Necrotizing external otitis: analysis of relapse risk factors in 66 patients managed during a 12 year period
Necrotizing external otitis (NEO) is a severe infection of the skull base that occurs generally in the elderly and/or in diabetic recipients. There are few data in the literature about the therapeutic management of this complex bone infection.
To analyse relapses after NEO treatment completion, and to describe the clinical features of NEO.
We performed a retrospective cohort study in the Lyon regional reference centre for the management of complex bone and joint infections. Consecutive cases of NEO from 1 January 2006 to 31 December 2018 were included. The primary outcome was the relapse of NEO. Variables were analysed using Cox regression survival analysis with adjusted hazard ratio (aHR) and Kaplan-Meier curve.
Sixty-six patients were included.
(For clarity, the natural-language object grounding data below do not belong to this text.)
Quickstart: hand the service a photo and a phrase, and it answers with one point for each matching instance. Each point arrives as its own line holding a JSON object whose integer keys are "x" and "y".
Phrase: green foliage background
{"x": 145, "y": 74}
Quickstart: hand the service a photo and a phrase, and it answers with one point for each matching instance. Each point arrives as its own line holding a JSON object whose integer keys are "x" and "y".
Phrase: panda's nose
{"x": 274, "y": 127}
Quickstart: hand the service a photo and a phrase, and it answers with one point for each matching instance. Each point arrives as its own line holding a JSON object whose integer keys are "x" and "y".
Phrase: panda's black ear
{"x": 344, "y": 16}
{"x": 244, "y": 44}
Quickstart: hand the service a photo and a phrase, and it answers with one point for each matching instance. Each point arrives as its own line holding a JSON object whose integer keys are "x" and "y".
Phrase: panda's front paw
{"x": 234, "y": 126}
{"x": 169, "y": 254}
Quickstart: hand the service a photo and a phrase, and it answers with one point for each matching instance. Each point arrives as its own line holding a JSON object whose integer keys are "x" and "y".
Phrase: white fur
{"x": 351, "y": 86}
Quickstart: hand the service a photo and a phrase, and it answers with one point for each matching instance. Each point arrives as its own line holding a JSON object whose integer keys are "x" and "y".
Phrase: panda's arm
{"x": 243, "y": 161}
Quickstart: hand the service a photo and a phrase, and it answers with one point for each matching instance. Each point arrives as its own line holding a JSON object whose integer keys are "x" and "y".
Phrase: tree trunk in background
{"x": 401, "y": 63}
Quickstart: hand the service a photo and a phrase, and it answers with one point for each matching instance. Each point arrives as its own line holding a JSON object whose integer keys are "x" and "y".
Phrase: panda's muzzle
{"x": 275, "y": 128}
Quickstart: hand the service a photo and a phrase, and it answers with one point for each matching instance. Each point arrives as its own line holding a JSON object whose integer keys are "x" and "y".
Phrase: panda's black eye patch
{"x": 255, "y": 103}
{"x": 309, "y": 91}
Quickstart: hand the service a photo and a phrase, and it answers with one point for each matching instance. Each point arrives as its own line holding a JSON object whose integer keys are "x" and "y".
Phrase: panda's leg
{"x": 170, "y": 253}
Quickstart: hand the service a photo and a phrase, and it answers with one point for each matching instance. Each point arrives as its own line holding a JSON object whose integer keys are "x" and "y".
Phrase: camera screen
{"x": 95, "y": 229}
Median age was 75 (IQR 69-81) years and 46 (70%) patients were diabetic. Eleven patients (17%) had temporomandibular arthritis, 10 (15%) cranial nerve paralysis, 2 (3%) cerebral thrombophlebitis, and 2 (3%) contiguous abscess. Microbiological documentation was obtained in 56 patients and revealed Pseudomonas aeruginosa in 44/56 patients (79%). Nine (14%) cases had no microbiological documentation. Antibiotic therapy was dual for 63 (95%) patients. During a median follow-up of 27 (IQR 12-40) months, 16 out of 63 (25%) patients experienced a relapse. Fungal infection was significantly associated with relapse [aHR 4.1 (95% CI 1.1-15); P = 0.03].
NEO is a severe bone infection, mainly (but not exclusively) caused by P. aeruginosa, which occurs in elderly and diabetic recipients. Fungal infections at baseline significantly impact the outcome.